Schools will get a better idea in November when the Virginia Retirement System releases the contribution rates projected for the payback period, says Jeanne Chenault, VRS public relations director. But what’s certain is this: they’re bound to rise above 16.5 percent as the state not only tries to make up the deferred contributions, but also the interest they would have earned.
 
“I think the projections that are being looked at are going to increase in the future,” Chenault said.
 
Higher contributions will be needed to fill an unfunded hole in teacher’s pensions that’s deeper than before. The pensions were funded at 76 percent in 2009; that’s dropped to an estimated 67 percent this year.
 
State Sen.

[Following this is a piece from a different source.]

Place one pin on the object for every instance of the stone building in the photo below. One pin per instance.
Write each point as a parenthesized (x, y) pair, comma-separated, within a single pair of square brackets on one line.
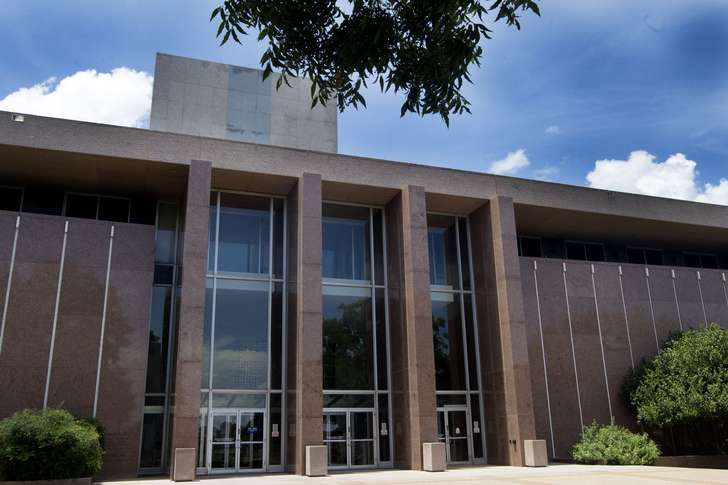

Walter Stosch, R-Henrico, said Virginia’s pension funds are experiencing problems on both ends: contributions and earnings. The state is putting in too little and expecting too much in return, he said. This summer, the VRS lowered its long-range expectations for investment performance from 7.5 percent to 7 percent.
 
“One, we have reason to believe the rates are unrealistically low, and two, we have information that the VRS earnings are less than what have been anticipated,” Stosch said.
 
Some officials and lawmakers touted school pension relief as “savings,” a characterization that bothers Stosch.
 
“It was troubling to some of us to hear they saved money,” Stosch said. “They just deferred into the future.”
 
Susan Quinn says that because the Fairfax School Board expects contribution rates to rise in the future, members had $45 million set aside this year specifically for VRS payments. She says 2013 is the year of reckoning.
 
“The year that’s really going to hit everyone is 2013,” Quinn said. “That’s when the repayment is going to start based on the state’s budget. The only direction it could go is up.”